Dopo le tivù dal ’79, ecco nell’86 il Milan, dove Adriano Galliani ha governato stagioni di incredibile opulenza sportiva e mercantile — le Coppe dei Campioni, gli olandesi, Sacchi, Sheva e Kakà, Ibra e Balotelli — incrociandole con un po’ di bufale (Tabarez, Terim, Chamot, Redondo e qualcun altro). Ha speso tantissimi soldi del capo, sprecando gli spiccioli. Ha vissuto giorni di buio, reale e metaforico, come a Marsiglia, quando il 20 marzo del ’91 si spensero i riflettori e il geometra ritirò la squadra: il Milan ebbe partita persa e un anno di squalifica internazionale. L’ordine era arrivato da Berlusconi (i due si danno ancora del lei), ma la colpa se la prese Galliani, perché si sa che i parafulmini stanno sui tetti vicino alle antenne.
Giorni di gloria, tanti, e giorni di fortuna, uno specialmente: 9 novembre ’88, i rossoneri stanno perdendo a Belgrado contro la Stella Rossa, al tempo uno squadrone, sono ormai quasi eliminati ed ecco scendere una nebbia epocale. Stop, si rigioca il giorno dopo, il Milan passa ai rigori e comincia l’epopea: arriverà la prima Coppa dei Campioni, con il diritto di disputare e rivincere la seconda, e due Intercontinentali.
Insomma, senza quel nebbione non avremmo avuto “il club più titolato al mondo”, oggi forse il più tribolato.

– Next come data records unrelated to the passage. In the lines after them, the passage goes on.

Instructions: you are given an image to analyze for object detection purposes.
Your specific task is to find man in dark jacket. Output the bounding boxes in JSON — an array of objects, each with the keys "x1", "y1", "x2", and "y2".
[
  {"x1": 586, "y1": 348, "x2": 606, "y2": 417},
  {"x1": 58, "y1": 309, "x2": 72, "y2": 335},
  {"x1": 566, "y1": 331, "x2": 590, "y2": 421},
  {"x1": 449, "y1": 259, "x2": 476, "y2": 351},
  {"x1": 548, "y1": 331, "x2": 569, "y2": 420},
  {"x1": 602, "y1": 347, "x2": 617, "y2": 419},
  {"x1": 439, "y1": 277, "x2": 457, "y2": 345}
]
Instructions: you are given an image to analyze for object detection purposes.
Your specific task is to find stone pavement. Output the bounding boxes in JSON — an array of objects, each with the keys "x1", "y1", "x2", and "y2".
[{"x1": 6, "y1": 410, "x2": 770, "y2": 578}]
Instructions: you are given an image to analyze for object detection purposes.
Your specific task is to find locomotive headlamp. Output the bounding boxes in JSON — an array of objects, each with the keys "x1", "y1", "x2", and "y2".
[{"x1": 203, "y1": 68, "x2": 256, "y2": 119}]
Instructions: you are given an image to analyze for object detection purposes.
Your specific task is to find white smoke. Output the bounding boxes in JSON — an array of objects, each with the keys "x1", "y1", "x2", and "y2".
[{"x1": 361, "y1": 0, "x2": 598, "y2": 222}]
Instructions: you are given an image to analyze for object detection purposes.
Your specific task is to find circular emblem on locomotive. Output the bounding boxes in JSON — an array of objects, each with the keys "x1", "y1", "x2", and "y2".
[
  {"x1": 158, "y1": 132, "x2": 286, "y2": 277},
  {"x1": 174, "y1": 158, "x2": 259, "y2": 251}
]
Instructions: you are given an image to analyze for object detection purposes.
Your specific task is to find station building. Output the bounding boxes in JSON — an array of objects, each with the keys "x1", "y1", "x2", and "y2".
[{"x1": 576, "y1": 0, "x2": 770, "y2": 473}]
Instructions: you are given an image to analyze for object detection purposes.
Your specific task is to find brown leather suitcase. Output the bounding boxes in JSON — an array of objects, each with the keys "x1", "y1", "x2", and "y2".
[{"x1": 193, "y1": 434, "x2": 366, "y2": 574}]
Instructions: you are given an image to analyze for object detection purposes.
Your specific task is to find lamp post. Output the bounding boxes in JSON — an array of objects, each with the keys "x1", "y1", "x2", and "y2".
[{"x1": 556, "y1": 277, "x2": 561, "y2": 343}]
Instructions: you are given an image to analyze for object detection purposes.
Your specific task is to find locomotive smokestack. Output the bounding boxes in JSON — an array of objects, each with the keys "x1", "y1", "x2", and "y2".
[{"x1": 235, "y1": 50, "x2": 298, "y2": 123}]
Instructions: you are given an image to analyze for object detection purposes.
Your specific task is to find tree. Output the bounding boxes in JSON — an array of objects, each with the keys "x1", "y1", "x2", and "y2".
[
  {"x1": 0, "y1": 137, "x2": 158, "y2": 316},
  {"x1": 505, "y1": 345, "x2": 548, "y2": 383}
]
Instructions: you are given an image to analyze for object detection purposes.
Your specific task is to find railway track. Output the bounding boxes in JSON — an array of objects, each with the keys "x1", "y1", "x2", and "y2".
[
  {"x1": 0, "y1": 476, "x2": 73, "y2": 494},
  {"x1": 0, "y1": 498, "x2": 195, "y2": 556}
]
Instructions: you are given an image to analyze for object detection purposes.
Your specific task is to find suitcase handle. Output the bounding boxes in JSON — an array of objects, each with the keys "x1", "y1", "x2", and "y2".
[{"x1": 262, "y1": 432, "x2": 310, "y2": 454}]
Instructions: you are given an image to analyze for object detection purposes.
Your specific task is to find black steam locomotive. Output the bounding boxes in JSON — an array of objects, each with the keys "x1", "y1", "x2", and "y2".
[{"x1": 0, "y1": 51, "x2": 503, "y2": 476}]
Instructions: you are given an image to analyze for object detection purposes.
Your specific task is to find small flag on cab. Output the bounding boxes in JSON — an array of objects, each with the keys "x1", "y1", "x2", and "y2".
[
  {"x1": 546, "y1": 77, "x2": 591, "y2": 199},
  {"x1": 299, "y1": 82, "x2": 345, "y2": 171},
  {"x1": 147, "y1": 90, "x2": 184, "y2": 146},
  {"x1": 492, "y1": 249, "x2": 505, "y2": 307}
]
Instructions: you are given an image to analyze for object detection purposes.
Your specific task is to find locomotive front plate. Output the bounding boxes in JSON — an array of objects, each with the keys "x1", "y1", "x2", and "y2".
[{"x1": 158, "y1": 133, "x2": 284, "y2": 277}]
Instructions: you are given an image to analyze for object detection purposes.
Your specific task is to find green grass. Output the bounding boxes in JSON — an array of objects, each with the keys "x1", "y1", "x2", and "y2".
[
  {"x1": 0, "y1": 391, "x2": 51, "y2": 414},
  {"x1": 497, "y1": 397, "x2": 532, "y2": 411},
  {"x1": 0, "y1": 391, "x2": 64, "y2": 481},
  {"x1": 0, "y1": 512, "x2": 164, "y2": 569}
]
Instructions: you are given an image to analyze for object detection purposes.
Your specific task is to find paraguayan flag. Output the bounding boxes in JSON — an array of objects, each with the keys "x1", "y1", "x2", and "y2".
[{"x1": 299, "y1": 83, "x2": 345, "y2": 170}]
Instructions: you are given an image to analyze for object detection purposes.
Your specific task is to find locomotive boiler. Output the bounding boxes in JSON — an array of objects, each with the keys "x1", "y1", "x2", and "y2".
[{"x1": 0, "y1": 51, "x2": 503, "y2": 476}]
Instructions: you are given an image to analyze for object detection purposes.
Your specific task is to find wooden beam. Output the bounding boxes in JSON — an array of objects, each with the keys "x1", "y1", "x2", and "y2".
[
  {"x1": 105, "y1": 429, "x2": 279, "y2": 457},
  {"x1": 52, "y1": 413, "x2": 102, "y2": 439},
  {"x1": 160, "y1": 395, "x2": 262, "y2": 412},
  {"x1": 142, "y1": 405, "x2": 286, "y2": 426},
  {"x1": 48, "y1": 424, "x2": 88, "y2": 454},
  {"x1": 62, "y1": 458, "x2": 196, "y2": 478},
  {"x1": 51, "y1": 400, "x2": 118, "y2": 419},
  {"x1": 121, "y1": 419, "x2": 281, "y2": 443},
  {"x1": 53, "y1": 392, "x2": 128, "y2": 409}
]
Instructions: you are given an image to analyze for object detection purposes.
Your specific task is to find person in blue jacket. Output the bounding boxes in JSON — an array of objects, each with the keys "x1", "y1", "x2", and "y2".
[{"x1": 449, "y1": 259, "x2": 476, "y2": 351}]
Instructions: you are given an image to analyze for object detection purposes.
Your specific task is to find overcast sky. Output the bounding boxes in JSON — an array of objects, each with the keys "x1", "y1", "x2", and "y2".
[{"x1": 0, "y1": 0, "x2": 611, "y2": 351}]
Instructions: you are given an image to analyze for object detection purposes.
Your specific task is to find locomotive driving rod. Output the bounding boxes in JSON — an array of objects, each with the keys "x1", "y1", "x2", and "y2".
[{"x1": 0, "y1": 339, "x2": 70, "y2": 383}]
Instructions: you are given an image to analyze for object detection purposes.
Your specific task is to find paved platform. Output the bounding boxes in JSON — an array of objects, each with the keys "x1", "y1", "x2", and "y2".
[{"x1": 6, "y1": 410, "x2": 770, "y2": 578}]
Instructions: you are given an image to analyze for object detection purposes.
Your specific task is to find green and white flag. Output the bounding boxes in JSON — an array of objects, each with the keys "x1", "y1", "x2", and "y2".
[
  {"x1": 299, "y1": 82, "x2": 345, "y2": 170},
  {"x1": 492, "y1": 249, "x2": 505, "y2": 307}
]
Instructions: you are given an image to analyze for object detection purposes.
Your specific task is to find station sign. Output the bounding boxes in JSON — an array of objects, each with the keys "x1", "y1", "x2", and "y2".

Il folclore epidermico del personaggio, la sua simpatia insieme alla ferocia, gli abbracci al figlio Gianluca dopo un gol, l’impietoso labiale per Abbiati o Birsa (alzi la mano chi non condivise i giudizi), la bocca storta dello zio Fester ma anche il suo stile, hanno a volte oscurato il disegno del potere (per anni Galliani ha pure guidato la Lega Calcio, dove potrebbe tornare), l’abilità formidabile nelle trattative, nelle mediazioni, nelle intuizioni. Per tre lustri, lui e lo juventino Giraudo si sono spartiti tutto, insieme a Moggi: 12 scudetti su 14 tra Milan e Juve, uniche eccezioni Lazio e Roma, con il dettaglio che Galliani è stato sfiorato appena da Calciopoli, mentre quegli altri sono stati radiati. Più furbo lui, più scaltro e paziente, più saggio e meno ingordo. In buona sostanza, più intelligente.
E come a volte succede ai testoni, una donna si mette di traverso e fa crollare tutto. Donna giovane, ma non nel modo che si potrebbe immaginare. Donna più che altro figlia del padrone, del dominus. Barbara, in ogni senso. La bionda ha preteso, su un vassoio, il capo del vicecapo, l’ha ghigliottinato facendo scendere piano la lama. Inelegante, dice il geometra. Neppure il siparietto nella tribuna del Camp Nou, a Barcellona, era stato il massimo dell’eleganza, con la Berluschina e Galliani seduti accanto nel freezer, odiandosi sorridendo. Sembrava una puntata di Casa Vianello, ma un conto è essere imitati da un cabarettista, un altro è diventare una macchietta. Così il parafulmine è sceso dal tetto. Così l’antenna trasmette solo uno schermo vuoto e bianco, sembra la nebbia di Belgrado ma stavolta non si vince.